Mais, de tous ces sentiments qui pénètrent l’espèce humaine, qui l’élèvent et qui l’animent dans toutes ses phases, et qui sont propres à elle seule, aucun sans doute n’est plus étonnant, ne témoigne plus de grandeur, n’est à la fois plus inexplicable et plus certain que le sentiment religieux. Pressentiment de l’ordre moral, pressentiment d’une autre existence dans laquelle il doit s’accomplir, pressentiment d’un Dieu qui en est le chef, il existe dans l’humanité, il s’est manifesté sous mille formes, mais il a toujours reposé sur les mêmes bases, il a toujours signalé les mêmes et grandes vérités ; il a toujours survécu aux bouleversements des empires comme aux révolutions de la pensée humaine ; et quand le despotisme a voulu l’anéantir pour donner un plus grand empire aux intérêts matériels ; quand la raison a voulu le dissoudre en désespoir de l’expliquer ; quand l’excès de la civilisation a exalté le besoin des jouissances sensuelles et a rempli de dédain pour tout le reste les âmes amollies, il a toujours reparu plein d’une force nouvelle, pour retremper les courages et restaurer les races dégradées. Partout et toujours, l’homme a pressenti au delà du visible l’invisible, au delà des plaisirs les devoirs, au delà de l’individu l’ordre universel, au delà du temps l’éternité, au delà du monde Dieu. Partout et toujours ces pensées, une fois établies dans la conscience, y ont exercé un suprême empire et ont manifesté des trésors de courage, de force, d’abnégation, de dévouement, de sacrifice, d’amour, de vertu, de sainteté, dont jamais une créature simplement brutale ne saurait être capable. Un temple où les hommes se réunissent pour faire une chose, autrement incompréhensible, pour prier Dieu, est à lui seul un monument irrécusable d’une autre nature, d’une autre tendance et d’une autre fin. Et la terre en est couverte. Partout où trois hommes existent ensemble, ils se réunissent pour prier Dieu ; c’est-à-dire pour songer à l’invisible, à l’ordre moral, au compte qu’ils ont à rendre au Dieu qui doit le leur demander. Si ce n’était là qu’un préjugé, ce préjugé ne serait pas autre chose que l’homme lui-même.

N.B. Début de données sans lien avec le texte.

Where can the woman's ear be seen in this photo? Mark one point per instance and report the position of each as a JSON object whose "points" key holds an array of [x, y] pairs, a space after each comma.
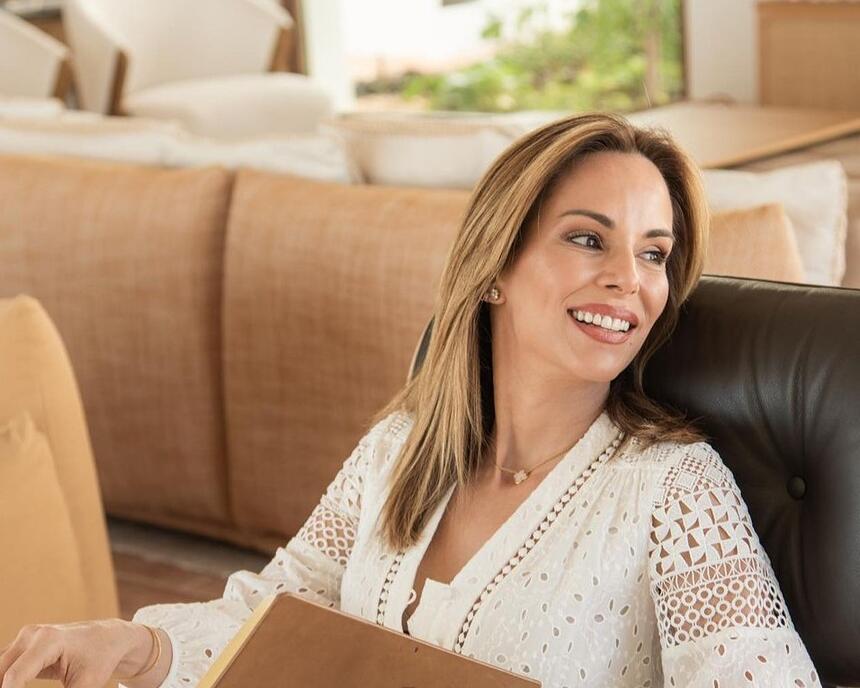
{"points": [[494, 295]]}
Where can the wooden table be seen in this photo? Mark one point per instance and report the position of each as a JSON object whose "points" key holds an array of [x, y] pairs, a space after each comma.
{"points": [[724, 135]]}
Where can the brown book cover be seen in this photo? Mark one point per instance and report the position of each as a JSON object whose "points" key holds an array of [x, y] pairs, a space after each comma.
{"points": [[291, 641]]}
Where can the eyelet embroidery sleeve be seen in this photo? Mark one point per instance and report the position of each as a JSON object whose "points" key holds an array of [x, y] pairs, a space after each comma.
{"points": [[722, 619], [311, 564]]}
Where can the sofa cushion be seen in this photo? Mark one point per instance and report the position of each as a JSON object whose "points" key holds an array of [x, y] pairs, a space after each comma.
{"points": [[39, 388], [757, 243], [328, 288], [41, 567], [128, 262], [815, 198]]}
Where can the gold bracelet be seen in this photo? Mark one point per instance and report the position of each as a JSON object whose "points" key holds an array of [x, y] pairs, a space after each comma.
{"points": [[150, 665]]}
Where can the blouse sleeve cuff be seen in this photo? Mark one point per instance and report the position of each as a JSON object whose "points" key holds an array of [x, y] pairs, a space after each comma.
{"points": [[739, 657]]}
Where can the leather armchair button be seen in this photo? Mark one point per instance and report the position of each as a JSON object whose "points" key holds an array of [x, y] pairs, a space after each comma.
{"points": [[796, 487]]}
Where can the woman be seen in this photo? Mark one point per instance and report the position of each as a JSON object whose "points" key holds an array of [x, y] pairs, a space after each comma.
{"points": [[521, 500]]}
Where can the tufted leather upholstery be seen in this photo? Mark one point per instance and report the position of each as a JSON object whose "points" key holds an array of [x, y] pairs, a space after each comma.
{"points": [[771, 371]]}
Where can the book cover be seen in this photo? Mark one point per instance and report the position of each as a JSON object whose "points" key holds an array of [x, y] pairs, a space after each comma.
{"points": [[289, 640]]}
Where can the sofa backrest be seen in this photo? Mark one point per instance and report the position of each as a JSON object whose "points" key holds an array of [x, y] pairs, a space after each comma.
{"points": [[327, 290], [127, 261]]}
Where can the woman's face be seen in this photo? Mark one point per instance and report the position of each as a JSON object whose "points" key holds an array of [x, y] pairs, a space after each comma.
{"points": [[597, 248]]}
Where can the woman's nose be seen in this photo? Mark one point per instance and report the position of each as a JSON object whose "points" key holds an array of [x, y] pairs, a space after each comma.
{"points": [[620, 271]]}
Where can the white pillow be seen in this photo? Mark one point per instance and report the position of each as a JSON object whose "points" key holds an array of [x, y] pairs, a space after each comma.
{"points": [[305, 155], [429, 149], [113, 138], [43, 108], [157, 142], [815, 198]]}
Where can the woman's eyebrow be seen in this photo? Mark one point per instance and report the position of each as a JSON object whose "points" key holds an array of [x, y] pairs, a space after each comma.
{"points": [[609, 224]]}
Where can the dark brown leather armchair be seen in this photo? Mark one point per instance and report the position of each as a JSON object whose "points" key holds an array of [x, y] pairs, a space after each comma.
{"points": [[771, 370]]}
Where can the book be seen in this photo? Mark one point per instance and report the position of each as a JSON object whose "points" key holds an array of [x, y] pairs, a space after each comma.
{"points": [[291, 641]]}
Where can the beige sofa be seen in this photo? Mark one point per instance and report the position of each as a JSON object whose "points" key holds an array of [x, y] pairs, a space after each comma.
{"points": [[232, 333]]}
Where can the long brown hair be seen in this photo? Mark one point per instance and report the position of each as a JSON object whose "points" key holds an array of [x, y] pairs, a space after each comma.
{"points": [[450, 398]]}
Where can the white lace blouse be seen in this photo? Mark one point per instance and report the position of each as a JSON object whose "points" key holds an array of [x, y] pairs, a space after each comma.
{"points": [[643, 570]]}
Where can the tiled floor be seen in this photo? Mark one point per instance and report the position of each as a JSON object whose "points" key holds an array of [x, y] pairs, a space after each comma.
{"points": [[159, 566]]}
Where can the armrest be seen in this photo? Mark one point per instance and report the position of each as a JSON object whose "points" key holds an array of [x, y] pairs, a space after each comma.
{"points": [[99, 61], [38, 59]]}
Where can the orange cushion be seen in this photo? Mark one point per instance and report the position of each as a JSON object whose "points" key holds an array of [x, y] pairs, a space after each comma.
{"points": [[40, 567]]}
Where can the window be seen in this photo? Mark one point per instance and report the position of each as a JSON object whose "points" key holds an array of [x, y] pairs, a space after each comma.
{"points": [[514, 55]]}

A qui croire de ces deux analogies ? L’une parle de mort, l’autre parle de vie ; l’une fait de l’homme la première des brutes, mais toujours une brute, l’autre en fait presque un ange.

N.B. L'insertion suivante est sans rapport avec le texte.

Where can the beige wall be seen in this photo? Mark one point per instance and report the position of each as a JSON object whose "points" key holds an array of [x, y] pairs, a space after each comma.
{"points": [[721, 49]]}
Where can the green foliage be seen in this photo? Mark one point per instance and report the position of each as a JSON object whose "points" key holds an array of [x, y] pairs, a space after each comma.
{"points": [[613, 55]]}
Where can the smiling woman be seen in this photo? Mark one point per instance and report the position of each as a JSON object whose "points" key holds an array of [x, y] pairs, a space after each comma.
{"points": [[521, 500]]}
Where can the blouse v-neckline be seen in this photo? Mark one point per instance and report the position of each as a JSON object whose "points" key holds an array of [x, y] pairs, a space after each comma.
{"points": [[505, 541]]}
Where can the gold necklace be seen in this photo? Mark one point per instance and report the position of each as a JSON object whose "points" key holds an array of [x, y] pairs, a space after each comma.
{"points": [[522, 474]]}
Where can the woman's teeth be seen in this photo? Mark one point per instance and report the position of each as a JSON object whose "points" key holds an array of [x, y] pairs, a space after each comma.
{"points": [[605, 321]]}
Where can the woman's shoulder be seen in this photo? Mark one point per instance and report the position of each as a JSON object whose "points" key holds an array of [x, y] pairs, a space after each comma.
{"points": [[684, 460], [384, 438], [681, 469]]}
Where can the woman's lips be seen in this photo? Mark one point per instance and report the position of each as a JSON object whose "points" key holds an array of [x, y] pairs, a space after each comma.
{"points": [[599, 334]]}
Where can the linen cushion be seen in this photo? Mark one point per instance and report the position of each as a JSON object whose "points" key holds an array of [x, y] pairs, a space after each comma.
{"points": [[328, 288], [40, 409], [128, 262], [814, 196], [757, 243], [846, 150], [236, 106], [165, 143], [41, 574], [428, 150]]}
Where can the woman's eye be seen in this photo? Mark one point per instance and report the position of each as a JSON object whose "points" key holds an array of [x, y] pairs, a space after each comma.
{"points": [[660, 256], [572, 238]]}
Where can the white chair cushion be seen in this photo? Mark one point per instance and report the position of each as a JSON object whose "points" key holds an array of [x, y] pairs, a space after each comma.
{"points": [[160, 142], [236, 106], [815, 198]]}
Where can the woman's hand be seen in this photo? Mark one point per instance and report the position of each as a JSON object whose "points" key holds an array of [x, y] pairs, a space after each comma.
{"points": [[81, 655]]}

Il faut croire à toutes deux. Toutes deux vous signalent la vérité.

Par où vous ressemblez à la brute, vous avez le même sort qu’elle. Vous naissez, vous vivez, vous mourez comme elle sur la terre ; et quand la terre a couvert votre grossière dépouille, de vous il n’y reste plus rien. Le monde visible a fini pour vous sa destinée, et vous avez fini pour lui la vôtre. Vous n’avez plus rien à y prétendre.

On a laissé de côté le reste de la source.